Le WRP avait parcouru bien du chemin depuis l’époque où il s’opposait à cette subordination de la classe ouvrière à la bourgeoisie et même à des dirigeants petits-bourgeois comme Castro. Il glorifiait désormais la possibilité de démocratiser les institutions de l’Etat capitaliste et de les utiliser dans l’intérêt de la classe ouvrière.

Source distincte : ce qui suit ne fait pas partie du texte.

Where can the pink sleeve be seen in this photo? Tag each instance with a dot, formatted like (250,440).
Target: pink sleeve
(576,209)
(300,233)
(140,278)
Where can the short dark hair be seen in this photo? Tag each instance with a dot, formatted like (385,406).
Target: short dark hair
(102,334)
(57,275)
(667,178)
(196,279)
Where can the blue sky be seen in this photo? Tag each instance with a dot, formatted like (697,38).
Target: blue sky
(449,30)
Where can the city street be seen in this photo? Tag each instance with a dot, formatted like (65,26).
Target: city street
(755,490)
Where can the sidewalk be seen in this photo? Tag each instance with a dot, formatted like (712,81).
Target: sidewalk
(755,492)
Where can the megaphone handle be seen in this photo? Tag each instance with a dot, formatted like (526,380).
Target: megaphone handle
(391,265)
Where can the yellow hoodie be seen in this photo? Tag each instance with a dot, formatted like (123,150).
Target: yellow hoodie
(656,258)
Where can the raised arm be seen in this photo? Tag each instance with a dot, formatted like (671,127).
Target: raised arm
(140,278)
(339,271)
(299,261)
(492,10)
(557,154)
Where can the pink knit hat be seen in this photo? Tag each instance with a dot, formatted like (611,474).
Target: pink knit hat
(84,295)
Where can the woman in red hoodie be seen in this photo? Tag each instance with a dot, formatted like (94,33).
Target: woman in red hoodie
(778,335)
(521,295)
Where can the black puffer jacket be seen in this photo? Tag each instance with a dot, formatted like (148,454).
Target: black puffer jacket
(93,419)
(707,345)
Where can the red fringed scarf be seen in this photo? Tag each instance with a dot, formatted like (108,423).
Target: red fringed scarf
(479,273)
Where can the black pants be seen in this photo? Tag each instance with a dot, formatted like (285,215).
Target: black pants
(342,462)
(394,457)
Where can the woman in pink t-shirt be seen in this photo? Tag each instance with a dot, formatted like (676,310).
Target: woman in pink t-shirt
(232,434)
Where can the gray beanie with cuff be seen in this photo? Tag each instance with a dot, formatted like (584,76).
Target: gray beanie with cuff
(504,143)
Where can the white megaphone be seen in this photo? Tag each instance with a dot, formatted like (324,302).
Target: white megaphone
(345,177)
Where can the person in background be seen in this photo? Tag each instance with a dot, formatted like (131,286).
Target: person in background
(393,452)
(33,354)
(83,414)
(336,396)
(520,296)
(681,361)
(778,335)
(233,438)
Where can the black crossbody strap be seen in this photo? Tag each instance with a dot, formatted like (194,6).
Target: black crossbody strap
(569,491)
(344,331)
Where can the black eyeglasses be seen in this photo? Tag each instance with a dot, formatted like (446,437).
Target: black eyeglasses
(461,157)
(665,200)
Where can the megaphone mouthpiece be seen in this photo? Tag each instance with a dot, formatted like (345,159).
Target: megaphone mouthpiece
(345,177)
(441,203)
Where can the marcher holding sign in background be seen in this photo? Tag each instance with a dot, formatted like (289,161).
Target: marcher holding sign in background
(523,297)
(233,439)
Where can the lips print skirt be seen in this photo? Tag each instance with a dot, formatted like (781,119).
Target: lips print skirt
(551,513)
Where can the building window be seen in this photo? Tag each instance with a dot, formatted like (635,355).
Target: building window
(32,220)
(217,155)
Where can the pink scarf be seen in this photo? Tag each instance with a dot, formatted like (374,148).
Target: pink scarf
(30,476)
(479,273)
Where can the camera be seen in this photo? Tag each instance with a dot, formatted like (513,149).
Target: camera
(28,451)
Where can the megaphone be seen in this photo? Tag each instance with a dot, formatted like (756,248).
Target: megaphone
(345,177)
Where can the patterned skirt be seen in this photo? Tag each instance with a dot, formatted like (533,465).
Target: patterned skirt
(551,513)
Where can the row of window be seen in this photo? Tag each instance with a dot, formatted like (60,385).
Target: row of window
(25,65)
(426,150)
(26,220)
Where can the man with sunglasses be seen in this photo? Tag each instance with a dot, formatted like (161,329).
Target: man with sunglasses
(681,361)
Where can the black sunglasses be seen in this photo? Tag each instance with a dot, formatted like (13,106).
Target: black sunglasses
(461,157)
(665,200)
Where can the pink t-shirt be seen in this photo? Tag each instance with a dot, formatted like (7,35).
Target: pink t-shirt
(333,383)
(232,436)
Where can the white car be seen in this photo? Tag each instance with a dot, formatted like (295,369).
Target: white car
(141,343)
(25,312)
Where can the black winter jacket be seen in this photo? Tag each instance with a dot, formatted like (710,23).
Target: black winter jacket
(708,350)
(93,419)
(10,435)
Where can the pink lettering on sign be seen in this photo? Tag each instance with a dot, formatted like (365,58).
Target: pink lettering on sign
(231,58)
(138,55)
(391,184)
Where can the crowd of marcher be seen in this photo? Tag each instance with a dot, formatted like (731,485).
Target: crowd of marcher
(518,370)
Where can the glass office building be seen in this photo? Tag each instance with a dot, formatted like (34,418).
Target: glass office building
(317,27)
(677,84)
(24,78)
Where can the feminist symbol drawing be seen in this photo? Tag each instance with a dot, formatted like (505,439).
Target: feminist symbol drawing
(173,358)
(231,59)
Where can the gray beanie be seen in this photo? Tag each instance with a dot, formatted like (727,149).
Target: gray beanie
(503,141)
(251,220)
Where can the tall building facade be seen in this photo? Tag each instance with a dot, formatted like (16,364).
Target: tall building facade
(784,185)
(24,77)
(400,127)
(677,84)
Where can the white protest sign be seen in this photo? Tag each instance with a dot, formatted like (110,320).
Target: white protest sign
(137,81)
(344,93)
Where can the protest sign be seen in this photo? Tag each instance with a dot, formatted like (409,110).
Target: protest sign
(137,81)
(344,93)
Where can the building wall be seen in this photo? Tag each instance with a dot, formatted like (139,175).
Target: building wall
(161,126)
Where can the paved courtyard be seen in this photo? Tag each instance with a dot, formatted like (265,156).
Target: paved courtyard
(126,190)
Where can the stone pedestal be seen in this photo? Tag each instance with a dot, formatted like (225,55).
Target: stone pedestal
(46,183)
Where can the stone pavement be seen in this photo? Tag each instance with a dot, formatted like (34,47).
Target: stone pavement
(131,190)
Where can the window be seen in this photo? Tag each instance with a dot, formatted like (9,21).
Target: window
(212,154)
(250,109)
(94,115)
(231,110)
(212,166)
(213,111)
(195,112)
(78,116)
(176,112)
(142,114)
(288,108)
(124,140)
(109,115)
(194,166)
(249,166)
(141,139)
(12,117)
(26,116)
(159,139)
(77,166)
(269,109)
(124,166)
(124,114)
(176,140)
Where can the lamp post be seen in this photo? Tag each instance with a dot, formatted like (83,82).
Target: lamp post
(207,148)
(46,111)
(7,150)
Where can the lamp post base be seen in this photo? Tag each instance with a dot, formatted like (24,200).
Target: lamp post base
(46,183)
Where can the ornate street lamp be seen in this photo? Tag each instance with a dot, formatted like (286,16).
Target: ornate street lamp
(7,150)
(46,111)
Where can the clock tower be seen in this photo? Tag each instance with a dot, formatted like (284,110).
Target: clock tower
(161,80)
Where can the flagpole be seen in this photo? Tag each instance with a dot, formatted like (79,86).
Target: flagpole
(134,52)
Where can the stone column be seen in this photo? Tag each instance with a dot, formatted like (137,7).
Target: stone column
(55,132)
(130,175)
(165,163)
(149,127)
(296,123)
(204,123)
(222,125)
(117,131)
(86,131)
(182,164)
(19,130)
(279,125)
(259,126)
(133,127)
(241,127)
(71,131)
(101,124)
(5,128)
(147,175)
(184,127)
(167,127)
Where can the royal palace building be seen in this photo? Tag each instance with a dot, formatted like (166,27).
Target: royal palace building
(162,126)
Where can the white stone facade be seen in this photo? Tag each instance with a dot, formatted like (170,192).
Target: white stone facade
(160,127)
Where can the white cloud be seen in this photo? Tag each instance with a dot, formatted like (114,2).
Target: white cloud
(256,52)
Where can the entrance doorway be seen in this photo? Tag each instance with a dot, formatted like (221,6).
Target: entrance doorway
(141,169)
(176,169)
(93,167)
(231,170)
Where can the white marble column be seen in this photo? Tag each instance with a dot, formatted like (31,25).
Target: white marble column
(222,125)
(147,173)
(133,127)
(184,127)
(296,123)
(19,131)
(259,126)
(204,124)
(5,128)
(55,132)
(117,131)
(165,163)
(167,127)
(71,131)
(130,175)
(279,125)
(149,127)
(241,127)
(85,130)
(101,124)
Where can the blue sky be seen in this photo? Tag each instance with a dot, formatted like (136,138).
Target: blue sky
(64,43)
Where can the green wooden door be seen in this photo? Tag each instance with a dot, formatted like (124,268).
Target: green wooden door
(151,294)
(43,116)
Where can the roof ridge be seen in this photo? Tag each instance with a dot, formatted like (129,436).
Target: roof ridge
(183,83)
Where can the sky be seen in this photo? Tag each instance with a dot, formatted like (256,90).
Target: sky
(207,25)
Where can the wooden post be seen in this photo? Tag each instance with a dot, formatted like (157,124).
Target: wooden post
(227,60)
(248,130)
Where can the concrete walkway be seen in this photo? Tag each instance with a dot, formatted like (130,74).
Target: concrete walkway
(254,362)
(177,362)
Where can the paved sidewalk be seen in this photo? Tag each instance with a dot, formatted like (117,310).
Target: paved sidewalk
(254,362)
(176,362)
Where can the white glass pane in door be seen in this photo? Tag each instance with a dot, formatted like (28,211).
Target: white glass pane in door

Pour comprendre le caractère non prolétarien du rôle central que le WRP attribuait aux conseils communautaires, il faut lire la revendication suivante :
« Les conseils communautaires doivent incorporer certaines institutions communautaires locales déjà existantes qui ont surgi presque du jour au lendemain dans certaines régions – par exemple, les groupes communautaires contre la violence policière, contre le racisme, contre les fermetures d’écoles et d’hôpitaux, contre les restrictions budgétaires dans les services locaux comme les terrains de jeu et les bibliothèques, contre les coupures de budget dans les services médicaux et l’éducation universitaire et aussi les organisations de locataires et de contribuables. » (Idem., caractères gras ajoutés)
Tout cela avait un air très populaire et très démocratique, mais il s’agissait bien d’une tentative d’attribuer dans la lutte révolutionnaire le rôle central non plus au prolétariat et à ses organisations indépendantes de classe, mais à des « organes locaux » socialement indéterminés, et qui sont en réalité des subdivisions de l’Etat capitaliste. Et il fallait que cet affaiblissement du rôle du prolétariat conduise tout droit à faire ouvertement par le biais du front populaire la réclame de la collaboration de classe. Le WRP insistait sur le fait que les conseils communautaires, « doivent ouvrir leurs portes à tous ceux qui combattent les Tories – les groupes travaillistes locaux, les autres organisations politiques dans le mouvement ouvrier et d’autres gens sans aucune considération de religion, de couleur, de nationalité et même s’ils ont par erreur [!] voté conservateur aux dernières élections générales. » (Idem., caractères gras ajoutés)
On ne précisait pas si ces « autres gens » pouvaient être des conservateurs « modérés » qui auraient « par erreur » eu des fonctions dans des gouvernements conservateurs par le passé et qui, comme Ted Heath, auraient « par erreur » tenté de détruire les syndicats. Pour Healy cela se trouvait dans le domaine de la « question ouverte ».